My friend Craig has a post up about the lack of an aristocratic political theory. Now, I would like to emphasize emphatically that I am not at all an expert on such matters as he is, but merely a lay person who happened to see his post shortly after I saw something else intriguing that I think is related to my lay understanding of his words. I do think, using at least an informal definition of "political theory" that there is an aristocratic political theory, at least in modern times: it is expressed in a good chuck of the ideas of mainstream economics.
The aim of governance, I think, is to achieve a rough consensus among the reality-based technocrats and then to frame the issues in a way that attracts the ideologues on one (or, ideally, both) wings in order to create an effective governing coalition.
Now I realize that "aristocrat" and "technocrat" may not, in the current senses of the word, mean the same thing---or they might, I leave that to my betters to decide.. But Brad DeLong's conviction that government is best performed when `oi aristoi are given the opportunity to discuss their issues when sealed hermetically from the politics of `oi polloi, well, it's very much common to both ideas and can be seen as far back as the Old Oligarch/Pseudo-Xenophon in Athens.

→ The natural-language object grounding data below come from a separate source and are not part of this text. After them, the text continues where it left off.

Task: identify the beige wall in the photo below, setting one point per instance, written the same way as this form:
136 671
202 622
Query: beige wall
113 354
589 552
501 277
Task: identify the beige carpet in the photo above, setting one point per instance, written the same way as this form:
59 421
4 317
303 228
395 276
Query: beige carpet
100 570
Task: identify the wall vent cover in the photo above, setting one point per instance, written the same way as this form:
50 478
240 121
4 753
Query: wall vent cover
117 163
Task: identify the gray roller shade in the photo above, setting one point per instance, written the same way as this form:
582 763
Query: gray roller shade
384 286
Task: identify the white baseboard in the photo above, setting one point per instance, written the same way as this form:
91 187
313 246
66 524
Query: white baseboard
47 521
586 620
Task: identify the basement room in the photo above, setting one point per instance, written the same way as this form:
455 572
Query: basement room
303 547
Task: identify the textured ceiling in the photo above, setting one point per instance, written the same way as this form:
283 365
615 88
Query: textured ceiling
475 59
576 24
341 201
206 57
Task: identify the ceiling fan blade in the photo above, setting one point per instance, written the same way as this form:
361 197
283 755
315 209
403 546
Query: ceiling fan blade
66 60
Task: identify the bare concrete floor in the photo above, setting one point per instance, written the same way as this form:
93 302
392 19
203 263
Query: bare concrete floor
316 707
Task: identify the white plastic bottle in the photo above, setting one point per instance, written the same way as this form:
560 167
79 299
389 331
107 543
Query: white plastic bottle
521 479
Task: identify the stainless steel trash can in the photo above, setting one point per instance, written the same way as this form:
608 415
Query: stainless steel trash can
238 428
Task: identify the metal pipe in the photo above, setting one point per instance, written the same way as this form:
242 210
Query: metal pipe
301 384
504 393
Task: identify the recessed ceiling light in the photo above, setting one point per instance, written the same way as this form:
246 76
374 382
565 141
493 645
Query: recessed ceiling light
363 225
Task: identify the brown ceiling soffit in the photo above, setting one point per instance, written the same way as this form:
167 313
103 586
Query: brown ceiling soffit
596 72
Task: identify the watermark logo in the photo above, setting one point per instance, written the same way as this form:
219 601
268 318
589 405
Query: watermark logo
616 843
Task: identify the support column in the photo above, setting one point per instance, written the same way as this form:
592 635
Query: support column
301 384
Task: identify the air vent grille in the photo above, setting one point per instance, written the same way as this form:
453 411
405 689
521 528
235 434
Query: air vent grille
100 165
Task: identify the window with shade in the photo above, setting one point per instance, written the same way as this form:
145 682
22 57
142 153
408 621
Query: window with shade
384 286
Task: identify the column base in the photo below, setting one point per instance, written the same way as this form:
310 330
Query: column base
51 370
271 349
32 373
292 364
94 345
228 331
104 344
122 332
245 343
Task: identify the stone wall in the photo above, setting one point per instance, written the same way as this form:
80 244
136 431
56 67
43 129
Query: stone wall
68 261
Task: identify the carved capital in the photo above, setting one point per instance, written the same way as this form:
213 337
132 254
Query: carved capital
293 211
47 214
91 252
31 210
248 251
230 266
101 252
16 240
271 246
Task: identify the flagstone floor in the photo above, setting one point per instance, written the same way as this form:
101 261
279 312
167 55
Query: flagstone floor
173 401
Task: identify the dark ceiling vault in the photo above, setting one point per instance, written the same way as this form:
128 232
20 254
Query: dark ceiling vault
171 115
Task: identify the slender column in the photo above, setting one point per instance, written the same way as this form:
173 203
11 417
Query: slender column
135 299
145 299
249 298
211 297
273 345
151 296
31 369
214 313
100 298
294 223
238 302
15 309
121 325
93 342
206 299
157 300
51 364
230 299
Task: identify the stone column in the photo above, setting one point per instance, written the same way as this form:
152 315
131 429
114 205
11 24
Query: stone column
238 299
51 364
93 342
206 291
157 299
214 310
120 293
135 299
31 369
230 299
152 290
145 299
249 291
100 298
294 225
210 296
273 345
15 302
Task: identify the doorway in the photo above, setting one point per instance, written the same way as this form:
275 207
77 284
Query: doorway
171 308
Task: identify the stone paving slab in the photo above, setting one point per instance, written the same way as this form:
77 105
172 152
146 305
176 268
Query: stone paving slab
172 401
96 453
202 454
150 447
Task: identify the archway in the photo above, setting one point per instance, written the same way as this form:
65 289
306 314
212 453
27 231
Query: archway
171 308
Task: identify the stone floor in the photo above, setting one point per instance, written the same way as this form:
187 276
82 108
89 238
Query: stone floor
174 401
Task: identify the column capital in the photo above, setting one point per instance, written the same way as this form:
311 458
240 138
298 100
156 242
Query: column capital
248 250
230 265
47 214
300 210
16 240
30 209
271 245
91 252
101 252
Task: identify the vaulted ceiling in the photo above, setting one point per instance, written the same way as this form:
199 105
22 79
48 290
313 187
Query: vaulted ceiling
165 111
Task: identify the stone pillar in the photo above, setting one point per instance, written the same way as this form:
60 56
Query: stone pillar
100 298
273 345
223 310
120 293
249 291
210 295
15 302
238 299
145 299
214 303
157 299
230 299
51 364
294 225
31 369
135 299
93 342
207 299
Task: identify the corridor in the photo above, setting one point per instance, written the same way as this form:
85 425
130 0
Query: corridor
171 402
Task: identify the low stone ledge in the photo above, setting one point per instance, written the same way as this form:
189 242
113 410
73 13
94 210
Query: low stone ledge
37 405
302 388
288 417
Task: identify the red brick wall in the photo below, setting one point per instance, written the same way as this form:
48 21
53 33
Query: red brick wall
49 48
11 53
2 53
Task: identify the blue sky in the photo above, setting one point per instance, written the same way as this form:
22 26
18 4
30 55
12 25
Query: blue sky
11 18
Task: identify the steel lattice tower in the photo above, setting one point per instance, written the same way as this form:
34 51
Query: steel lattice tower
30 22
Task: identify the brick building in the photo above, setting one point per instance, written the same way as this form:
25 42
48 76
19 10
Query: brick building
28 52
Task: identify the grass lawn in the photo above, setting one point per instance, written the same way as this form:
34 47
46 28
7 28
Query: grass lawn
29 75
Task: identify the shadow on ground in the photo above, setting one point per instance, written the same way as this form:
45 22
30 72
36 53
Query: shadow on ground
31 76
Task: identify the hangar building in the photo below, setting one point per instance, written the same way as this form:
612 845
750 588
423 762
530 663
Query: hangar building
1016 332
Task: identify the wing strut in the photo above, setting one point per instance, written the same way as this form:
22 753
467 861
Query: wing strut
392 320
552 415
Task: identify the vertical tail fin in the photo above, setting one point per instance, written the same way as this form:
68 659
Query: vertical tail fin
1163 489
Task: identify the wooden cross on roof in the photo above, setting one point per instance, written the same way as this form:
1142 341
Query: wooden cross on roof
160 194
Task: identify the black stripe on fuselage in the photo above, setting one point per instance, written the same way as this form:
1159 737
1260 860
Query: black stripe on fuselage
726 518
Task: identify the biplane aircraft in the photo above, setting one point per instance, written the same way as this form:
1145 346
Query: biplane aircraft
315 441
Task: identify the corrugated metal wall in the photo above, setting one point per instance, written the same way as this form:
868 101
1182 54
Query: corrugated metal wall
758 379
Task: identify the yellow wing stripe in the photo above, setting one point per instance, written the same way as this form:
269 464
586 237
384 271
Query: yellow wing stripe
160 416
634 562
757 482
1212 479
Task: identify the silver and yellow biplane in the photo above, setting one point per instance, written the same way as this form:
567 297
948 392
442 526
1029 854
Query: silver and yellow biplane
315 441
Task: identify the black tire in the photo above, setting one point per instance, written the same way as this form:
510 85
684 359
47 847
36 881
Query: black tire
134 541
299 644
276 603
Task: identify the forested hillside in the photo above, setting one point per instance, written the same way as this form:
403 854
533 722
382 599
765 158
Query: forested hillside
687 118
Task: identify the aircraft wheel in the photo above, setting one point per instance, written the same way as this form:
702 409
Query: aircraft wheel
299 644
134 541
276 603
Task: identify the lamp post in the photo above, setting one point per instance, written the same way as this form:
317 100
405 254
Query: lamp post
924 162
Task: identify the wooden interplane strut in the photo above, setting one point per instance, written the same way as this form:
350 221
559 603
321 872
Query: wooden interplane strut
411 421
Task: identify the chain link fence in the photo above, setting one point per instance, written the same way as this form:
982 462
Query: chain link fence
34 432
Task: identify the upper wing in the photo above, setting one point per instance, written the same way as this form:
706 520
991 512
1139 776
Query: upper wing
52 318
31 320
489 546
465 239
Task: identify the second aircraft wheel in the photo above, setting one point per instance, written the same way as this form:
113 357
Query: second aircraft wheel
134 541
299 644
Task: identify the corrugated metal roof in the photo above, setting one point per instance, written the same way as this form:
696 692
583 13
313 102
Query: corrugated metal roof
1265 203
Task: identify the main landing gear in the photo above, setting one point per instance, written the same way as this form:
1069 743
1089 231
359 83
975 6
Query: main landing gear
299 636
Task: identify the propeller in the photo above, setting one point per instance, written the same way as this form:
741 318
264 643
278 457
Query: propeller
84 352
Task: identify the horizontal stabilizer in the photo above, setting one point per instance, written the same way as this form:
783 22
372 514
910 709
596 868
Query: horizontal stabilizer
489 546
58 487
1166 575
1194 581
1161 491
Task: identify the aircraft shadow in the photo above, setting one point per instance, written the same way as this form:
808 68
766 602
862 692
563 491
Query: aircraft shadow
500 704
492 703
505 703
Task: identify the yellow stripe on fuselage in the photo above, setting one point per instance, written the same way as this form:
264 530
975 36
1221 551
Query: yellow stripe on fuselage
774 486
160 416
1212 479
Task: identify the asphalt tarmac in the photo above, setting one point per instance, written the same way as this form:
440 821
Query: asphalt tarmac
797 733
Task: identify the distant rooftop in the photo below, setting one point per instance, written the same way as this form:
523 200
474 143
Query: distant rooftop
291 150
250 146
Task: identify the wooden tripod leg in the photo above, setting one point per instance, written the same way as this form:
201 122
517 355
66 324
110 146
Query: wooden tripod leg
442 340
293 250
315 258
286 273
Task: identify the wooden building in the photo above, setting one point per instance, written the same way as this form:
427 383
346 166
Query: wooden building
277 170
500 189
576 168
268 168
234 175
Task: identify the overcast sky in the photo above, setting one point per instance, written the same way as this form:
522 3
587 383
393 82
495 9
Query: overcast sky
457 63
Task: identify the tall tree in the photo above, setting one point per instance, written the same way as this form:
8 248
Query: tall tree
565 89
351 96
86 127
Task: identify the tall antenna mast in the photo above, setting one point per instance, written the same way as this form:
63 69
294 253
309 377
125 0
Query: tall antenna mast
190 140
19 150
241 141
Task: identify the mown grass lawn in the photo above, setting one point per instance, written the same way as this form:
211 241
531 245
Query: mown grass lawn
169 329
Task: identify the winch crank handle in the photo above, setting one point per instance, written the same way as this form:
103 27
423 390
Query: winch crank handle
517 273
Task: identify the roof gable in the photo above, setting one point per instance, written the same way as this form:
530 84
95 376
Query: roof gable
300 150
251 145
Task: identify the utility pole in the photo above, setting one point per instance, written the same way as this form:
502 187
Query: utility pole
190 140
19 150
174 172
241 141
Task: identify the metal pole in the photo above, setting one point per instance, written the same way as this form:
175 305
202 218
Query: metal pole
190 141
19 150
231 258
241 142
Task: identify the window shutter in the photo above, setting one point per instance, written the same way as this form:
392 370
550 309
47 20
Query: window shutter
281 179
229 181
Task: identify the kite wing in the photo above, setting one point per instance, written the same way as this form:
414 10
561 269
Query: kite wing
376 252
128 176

For among the best people there is minimal wantonness and injustice but a maximum of scrupulous care for what is good, whereas among the people there is a maximum of ignorance, disorder, and wickedness; for poverty draws them rather to disgraceful actions, and because of a lack of money some men are uneducated and ignorant.
(This post be DeLong---a Berkeley economist and Clintonista---has, to their credit, excited some debate about the anti-democratic posture of his post, which is by no means an isolated example of his attitude, something I can go on about at length. Here's one by my favorite heterodox economist blogger Max Sawicky.)
I have more thoughts on this, including some related to the movie and graphic novel versions of V for Vendetta, but maybe later.